One of the greatest hurdles that faces the housing industry (and likely one of the direct causes of the housing crisis), is the entitlements process. In my experience, the political will of the jurisdiction will tend to drive everything when it comes to any kind of expedited process. Jurisdictions that are desperate to provide housing will of course be welcoming and claim they will assist, though to be honest, I haven’t seen a dramatic difference in entitlements duration in those cases. These processes are so deeply embedded in their way of doing things that it’s difficult to see real impact to the schedule.

Then, on the other end of the spectrum, we’ve seen jurisdictions actually not support workforce housing at all and throw up additional barriers for the project or impose the most stringent of interpretations of their code despite precedent projects, which can result in endless resubmittals. It’s unfortunate, but real. In most cases, these are places to simply avoid unless you enjoy the struggle.

The smoothest projects seem to be those where the developer either has someone on staff or hires a consultant to politically coordinate with the powers that be in order to generate strong support from the top down, then coupled with an “expediter” who essentially serves as the persistent squeaky wheel with the government agencies to elicit prompt action on submittals and approvals from the bottom up. It takes pressure on both ends to see improvements to the schedule.
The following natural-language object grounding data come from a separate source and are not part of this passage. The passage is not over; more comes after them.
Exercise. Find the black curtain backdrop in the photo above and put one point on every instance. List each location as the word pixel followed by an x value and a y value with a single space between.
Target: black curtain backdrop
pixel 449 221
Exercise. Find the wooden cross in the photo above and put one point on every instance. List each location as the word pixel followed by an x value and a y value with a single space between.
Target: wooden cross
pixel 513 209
One thing is for certain, there seems to be no consistent standard for the approvals processes from one jurisdiction to the next, which makes it very challenging to provide housing at scale across a region in the same predictable, repeatable way. I’ve proposed the idea of trying to solve this at the state level with some sort of legislation or state statute that could clear the flight path for affordability by creating something like a state standard process. That’s a long range goal of course, and probably one to be taken on by one of our professional organizations like ULI, HBA, or AIA that have the power of an industry behind them (and money and lawyers too).